2.1.107 — Haiku appears

{
  "claude-haiku-4-5-20251001": {
    "inputTokens": 339,
    "outputTokens": 11,
    "cacheReadInputTokens": 0,
    "cacheCreationInputTokens": 0,
    "costUSD": 0.000394
  },
  "claude-opus-4-6": {
    "inputTokens": 5,
    "outputTokens": 16,
    "cacheReadInputTokens": 23291,
    "cacheCreationInputTokens": 0,
    "costUSD": 0.012070
  }
}

Reproducible on my machine, version-pinned, no other variables changed.

What I observed

  • On my machine, Haiku is being called internally on every claude -p invocation on version 2.1.107
  • It wasn’t happening on version 2.1.104
  • It reads the prompt and produces a very small number of tokens (11–16)
  • It happens on simple single-turn calls with no explicit subagent usage
  • The Haiku call never benefits from prompt caching (cache_read=0)
  • The cost scales with prompt size. My 26k token transcripts generated ~10k token Haiku calls
  • On my 26k token transcripts, Haiku added roughly $0.01 per call. Against an Opus call costing ~$0.16, that’s about 6–7% overhead you didn’t ask for and can’t currently opt out of
  • It appeared between two patch versions (2.1.104 → 2.1.107). I couldn’t find any release notes describing this change in the Claude Code changelog: https://code.claude.com/docs/en/changelog#2-1-107

What I don’t know

The exact internal mechanism is unclear. Based on the official sub-agents documentation, built-in subagents such as Explore use Haiku by default. This suggests Claude Code may be invoking an internal subagent automatically. A related community GitHub issue discusses similar unexpected model routing behavior. But I haven’t confirmed the exact cause, only the behavior.

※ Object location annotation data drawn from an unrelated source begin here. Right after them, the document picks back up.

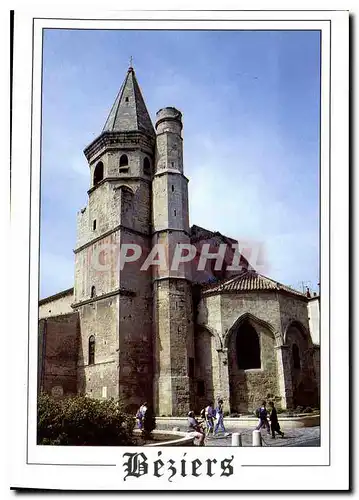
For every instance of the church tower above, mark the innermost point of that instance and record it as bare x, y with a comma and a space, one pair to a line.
114, 302
172, 290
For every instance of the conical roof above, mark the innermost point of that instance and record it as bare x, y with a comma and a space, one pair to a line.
129, 112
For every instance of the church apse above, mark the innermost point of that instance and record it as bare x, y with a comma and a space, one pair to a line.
252, 367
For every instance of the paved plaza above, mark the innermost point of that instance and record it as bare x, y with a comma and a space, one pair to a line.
302, 436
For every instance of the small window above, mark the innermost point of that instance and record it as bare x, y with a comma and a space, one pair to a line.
124, 161
146, 166
200, 388
191, 367
296, 357
92, 350
98, 173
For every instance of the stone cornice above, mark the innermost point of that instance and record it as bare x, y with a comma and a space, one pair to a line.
118, 140
118, 291
107, 233
119, 179
170, 229
57, 296
173, 278
170, 171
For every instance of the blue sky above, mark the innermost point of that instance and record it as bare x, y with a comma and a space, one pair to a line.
250, 104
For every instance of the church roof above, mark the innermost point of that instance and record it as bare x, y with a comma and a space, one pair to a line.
198, 233
129, 112
249, 281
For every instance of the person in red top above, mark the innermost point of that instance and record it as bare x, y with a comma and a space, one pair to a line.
195, 429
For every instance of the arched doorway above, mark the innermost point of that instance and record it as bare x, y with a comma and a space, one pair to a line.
304, 385
252, 364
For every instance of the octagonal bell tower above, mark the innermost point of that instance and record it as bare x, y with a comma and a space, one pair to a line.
115, 302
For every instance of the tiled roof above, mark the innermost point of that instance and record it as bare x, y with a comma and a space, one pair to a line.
249, 281
58, 295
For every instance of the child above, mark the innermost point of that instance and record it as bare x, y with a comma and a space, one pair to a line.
219, 415
263, 414
194, 429
139, 418
274, 424
209, 412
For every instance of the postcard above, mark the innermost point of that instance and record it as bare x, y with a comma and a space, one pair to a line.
178, 179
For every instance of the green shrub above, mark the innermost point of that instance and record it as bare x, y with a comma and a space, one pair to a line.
82, 421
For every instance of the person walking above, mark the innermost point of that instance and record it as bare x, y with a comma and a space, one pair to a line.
274, 424
194, 429
263, 417
219, 416
209, 414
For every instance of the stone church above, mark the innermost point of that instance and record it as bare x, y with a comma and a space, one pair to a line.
175, 338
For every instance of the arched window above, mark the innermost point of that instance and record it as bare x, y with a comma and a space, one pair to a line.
146, 166
248, 347
92, 350
123, 161
98, 173
295, 356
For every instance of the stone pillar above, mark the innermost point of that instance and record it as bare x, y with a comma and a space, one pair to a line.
223, 378
172, 284
284, 368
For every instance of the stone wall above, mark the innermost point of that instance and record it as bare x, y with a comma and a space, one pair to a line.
272, 315
58, 351
173, 347
56, 304
249, 387
99, 319
314, 319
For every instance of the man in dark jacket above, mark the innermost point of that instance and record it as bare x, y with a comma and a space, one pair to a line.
274, 424
262, 415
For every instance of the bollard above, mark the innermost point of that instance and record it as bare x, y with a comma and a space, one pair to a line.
236, 439
257, 438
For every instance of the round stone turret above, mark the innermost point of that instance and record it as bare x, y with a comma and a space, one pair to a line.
168, 120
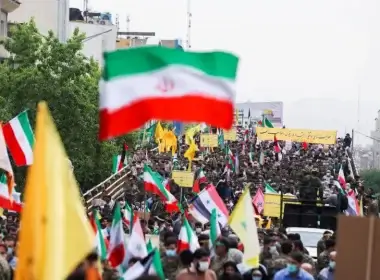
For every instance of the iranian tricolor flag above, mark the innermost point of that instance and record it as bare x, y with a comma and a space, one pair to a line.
100, 241
119, 161
165, 84
12, 203
5, 164
19, 137
128, 215
341, 178
154, 185
187, 239
116, 249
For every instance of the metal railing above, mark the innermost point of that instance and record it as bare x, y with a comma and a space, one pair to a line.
114, 189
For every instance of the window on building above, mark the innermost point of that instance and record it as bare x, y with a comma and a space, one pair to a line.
3, 23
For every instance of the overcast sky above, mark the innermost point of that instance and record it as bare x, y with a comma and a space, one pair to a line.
320, 57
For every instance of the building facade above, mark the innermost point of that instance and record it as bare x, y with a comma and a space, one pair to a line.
99, 37
7, 7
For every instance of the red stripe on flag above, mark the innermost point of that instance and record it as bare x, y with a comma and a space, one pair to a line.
13, 145
7, 204
190, 108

It’s also possible the Haiku call is doing something useful, for example routing or classifying the prompt before the Opus call. If that were the case, you would expect to see some benefit in the Opus token counts or latency across versions. I didn’t measure latency, and the token counts don’t show an obvious savings. So the net effect, from where I’m sitting, looks like added cost with no visible upside.

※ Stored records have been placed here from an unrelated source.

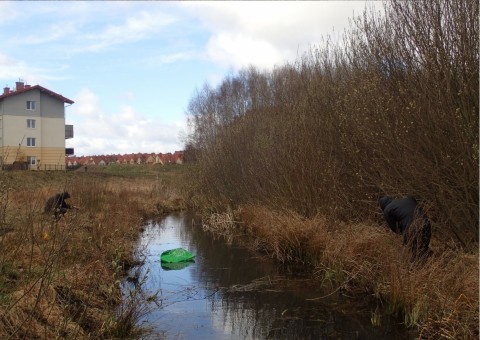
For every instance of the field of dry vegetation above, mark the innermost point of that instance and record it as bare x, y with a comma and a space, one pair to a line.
300, 155
60, 279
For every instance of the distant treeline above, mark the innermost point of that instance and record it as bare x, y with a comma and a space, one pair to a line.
392, 109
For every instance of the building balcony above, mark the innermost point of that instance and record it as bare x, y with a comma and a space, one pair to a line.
68, 131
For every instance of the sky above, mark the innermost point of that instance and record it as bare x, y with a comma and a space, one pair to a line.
132, 66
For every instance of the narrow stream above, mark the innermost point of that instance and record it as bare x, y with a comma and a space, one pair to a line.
230, 293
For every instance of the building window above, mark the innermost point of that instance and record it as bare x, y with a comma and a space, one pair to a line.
32, 160
31, 105
31, 123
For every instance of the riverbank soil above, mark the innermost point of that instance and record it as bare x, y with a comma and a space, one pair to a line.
59, 278
438, 298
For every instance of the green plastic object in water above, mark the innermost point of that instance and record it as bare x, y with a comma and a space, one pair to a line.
176, 255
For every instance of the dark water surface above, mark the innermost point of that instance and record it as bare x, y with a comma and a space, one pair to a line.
230, 293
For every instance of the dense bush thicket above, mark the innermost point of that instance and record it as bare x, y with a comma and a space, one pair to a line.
392, 110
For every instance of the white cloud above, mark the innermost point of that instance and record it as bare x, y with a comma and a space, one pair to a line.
265, 33
237, 50
137, 27
13, 69
125, 131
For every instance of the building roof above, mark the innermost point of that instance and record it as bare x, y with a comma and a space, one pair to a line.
27, 88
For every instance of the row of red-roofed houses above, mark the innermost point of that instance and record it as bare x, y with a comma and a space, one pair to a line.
133, 158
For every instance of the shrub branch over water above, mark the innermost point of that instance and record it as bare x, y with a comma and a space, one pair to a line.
391, 110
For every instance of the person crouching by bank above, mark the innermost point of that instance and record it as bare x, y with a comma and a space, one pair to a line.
405, 217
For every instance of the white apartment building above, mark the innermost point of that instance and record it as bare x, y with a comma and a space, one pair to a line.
32, 128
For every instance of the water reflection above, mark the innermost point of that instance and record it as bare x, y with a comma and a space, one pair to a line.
229, 293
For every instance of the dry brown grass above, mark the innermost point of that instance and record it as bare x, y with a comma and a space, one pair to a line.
439, 298
60, 279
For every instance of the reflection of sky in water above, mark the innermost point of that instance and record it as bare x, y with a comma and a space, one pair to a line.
213, 298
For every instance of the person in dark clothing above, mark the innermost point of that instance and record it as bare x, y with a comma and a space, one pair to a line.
404, 216
56, 204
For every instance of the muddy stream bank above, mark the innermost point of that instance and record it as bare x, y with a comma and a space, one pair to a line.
232, 293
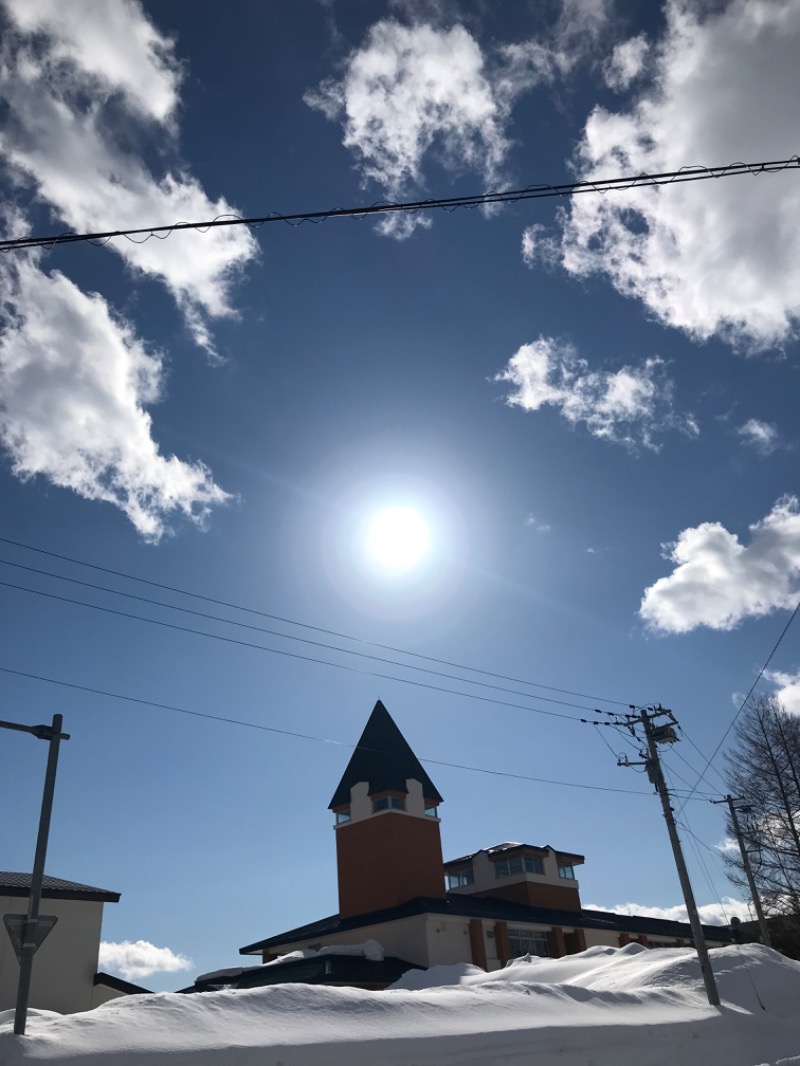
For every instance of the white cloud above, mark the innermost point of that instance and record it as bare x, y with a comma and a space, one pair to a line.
626, 62
95, 74
112, 42
713, 258
787, 689
140, 958
763, 436
414, 91
710, 914
718, 581
74, 385
627, 405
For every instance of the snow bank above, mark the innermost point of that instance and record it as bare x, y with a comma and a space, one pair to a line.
604, 1006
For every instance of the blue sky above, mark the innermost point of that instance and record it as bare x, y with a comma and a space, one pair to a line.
592, 404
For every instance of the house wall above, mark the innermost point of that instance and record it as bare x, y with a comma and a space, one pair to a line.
64, 966
534, 889
388, 857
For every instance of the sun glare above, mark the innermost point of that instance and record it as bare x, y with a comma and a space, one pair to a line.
398, 538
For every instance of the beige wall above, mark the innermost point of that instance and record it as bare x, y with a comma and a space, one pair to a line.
64, 966
486, 879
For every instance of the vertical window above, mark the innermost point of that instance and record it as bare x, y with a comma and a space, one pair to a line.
460, 878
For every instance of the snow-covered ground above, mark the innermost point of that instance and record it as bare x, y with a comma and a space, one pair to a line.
606, 1006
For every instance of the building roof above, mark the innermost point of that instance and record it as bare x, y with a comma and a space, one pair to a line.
383, 759
511, 845
492, 909
118, 985
54, 888
320, 970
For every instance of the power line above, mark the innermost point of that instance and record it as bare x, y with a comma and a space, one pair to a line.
446, 204
302, 625
296, 655
289, 636
735, 719
323, 740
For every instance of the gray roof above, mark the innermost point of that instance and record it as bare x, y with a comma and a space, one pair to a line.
492, 909
383, 759
54, 888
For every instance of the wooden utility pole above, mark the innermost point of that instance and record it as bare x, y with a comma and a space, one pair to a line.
666, 735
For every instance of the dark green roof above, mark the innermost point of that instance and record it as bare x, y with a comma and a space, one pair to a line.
384, 760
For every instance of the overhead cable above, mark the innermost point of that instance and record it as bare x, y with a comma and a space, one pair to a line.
303, 625
139, 236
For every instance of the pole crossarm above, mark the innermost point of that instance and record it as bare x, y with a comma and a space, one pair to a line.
41, 732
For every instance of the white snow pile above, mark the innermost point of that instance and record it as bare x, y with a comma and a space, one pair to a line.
627, 1006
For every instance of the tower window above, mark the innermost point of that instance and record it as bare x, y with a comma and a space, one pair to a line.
524, 863
460, 878
528, 942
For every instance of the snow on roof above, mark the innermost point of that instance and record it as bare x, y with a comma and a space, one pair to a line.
617, 1006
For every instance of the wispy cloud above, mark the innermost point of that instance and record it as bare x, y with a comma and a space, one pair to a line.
626, 63
787, 689
140, 958
718, 581
534, 523
713, 261
419, 90
628, 406
75, 382
82, 82
710, 914
79, 81
763, 436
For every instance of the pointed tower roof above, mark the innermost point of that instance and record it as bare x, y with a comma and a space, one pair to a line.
384, 759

Constantine Mirin documented a similar finding through OpenTelemetry monitoring, finding that 36% of Haiku subagent calls were doing complex reasoning tasks rather than simple lookups. Worth reading alongside this.

What you can do

Check your own runs by inspecting the raw response:

echo "test" | claude -p --output-format json --model claude-opus-4-6 | jq '.modelUsage'

If you see a model you didn’t ask for, your request is being routed. As of now I haven’t found a reliable way to suppress it. If you know of a flag or workaround that does, I’d love to hear it.

The bigger picture

Two posts in, and both findings came from the same place: inspecting raw API responses Claude Code doesn’t surface in its normal output.

Silent cache invalidation. Silent model routing.

If you’re running Claude Code in scripts or batch pipelines, it’s worth looking at what’s actually being sent and billed, not just the output.


This article evolved through discussions with AI. The findings and conclusions are my own.